Now i have to make a function for division where it always rounds down, since i dont care about the sign, i just want the origin to be 0 :c
Discuss
Posted 11 January 2013 - 10:51 AM
Now i have to make a function for division where it always rounds down, since i dont care about the sign, i just want the origin to be 0 :c
Discuss
Posted 11 January 2013 - 11:05 AM
Maybe it's wired that way.
And because of that it will never be changed and will continue to annoy people who assume it to always round down because it feels logical in this context. :C
Posted 11 January 2013 - 11:17 AM
http://en.cppreference.com/w/cpp/numeric/math/floor
Actually i didnt end up using that because its the rounding after division, what i do is check if the signs of a and b are different and if yes i subtract 1.
The reason why this caused problems was that i was treating the integer just like it wasnt signed (for coordinates on a map, i had the precise coord and had to divide to get the chunk coord), which caused problems with the rounding direction changing at the origin, making the 0 chunk twice bigger than the other ones.
Posted 11 January 2013 - 11:18 AM
Posted 11 January 2013 - 11:34 AM
Yeah, it's called truncating.
If you're always dividing by a power of two, you can use arithmetic bitshifts, they always round down (floor).

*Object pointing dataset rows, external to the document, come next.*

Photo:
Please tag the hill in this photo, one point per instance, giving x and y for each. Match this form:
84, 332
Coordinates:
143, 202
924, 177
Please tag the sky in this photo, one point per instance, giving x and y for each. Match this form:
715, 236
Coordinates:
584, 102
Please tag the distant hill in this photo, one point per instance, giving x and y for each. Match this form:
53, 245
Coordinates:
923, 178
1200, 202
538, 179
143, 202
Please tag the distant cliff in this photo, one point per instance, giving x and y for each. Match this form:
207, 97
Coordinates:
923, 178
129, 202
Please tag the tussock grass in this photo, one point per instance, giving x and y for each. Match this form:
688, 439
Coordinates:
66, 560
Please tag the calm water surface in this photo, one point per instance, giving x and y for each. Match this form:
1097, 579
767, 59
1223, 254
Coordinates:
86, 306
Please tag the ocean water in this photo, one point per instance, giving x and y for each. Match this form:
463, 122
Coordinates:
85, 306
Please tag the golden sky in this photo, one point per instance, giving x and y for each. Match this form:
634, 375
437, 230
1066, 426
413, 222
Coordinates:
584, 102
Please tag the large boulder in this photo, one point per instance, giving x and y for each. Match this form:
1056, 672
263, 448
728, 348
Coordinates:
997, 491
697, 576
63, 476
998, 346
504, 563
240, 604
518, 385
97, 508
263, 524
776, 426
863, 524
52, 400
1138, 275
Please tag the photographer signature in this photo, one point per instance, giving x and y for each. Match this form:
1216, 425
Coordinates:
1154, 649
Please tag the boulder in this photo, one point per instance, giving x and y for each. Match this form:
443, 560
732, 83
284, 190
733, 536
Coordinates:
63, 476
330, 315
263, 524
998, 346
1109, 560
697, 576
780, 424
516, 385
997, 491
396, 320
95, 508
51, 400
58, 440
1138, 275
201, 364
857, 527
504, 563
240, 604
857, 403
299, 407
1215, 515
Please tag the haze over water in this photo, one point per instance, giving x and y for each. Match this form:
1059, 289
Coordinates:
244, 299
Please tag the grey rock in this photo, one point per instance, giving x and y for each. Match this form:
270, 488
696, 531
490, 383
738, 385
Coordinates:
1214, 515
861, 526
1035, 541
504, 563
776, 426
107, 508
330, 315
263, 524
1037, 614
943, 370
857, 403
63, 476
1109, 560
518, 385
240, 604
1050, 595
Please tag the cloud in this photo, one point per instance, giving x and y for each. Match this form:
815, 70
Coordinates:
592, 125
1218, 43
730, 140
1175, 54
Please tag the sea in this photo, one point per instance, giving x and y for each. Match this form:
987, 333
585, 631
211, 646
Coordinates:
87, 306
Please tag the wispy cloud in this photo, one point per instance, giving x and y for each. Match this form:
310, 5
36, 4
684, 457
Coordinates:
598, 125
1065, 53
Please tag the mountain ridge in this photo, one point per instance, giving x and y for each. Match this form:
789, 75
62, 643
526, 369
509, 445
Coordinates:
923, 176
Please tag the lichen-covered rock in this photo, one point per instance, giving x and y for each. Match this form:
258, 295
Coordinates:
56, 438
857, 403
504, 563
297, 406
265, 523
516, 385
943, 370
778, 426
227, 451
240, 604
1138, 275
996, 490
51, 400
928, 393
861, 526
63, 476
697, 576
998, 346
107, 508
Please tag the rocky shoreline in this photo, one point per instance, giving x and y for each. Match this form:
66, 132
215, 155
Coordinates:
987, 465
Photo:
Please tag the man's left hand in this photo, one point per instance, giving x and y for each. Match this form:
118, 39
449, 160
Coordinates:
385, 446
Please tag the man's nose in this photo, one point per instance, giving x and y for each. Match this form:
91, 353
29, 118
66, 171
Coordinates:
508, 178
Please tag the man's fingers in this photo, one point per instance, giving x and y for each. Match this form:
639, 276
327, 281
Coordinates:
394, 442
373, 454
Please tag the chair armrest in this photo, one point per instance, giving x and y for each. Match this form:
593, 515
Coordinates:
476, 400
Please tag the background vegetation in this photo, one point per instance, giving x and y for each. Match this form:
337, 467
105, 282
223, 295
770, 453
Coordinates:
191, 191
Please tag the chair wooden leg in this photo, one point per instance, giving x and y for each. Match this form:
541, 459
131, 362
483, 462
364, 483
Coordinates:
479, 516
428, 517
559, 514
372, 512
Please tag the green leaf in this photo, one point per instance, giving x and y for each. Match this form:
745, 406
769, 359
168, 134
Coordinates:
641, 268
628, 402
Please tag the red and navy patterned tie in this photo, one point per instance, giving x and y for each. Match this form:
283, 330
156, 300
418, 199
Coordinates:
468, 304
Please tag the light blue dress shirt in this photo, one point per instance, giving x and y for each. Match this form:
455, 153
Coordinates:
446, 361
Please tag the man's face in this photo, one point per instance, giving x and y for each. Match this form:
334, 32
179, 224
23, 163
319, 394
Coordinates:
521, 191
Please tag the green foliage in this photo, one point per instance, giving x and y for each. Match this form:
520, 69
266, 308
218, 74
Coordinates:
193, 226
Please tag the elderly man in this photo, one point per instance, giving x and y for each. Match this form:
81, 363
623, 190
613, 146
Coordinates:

Alternatively, you can use this function for flooring arbitrary denominators:
inline int floor_div(int a_numerator, int a_denominator)
{
return (a_numerator / a_denominator) + ((a_numerator % a_denominator) >> 31);
}
Posted 11 January 2013 - 02:30 PM
If integer division didn't round towards zero, it would be inconsistent with the mathematical definition of integer division, and a lot of number theoretical code would have weird +1's and -1's everywhere, which sucks. I like it the way it is, and it's never gotten in my way.
Posted 14 January 2013 - 10:08 PM
Posted 14 January 2013 - 10:59 PM
Sounds like someone has inconveniently defined an origin.
How so? Using 0 as an origin is pretty common.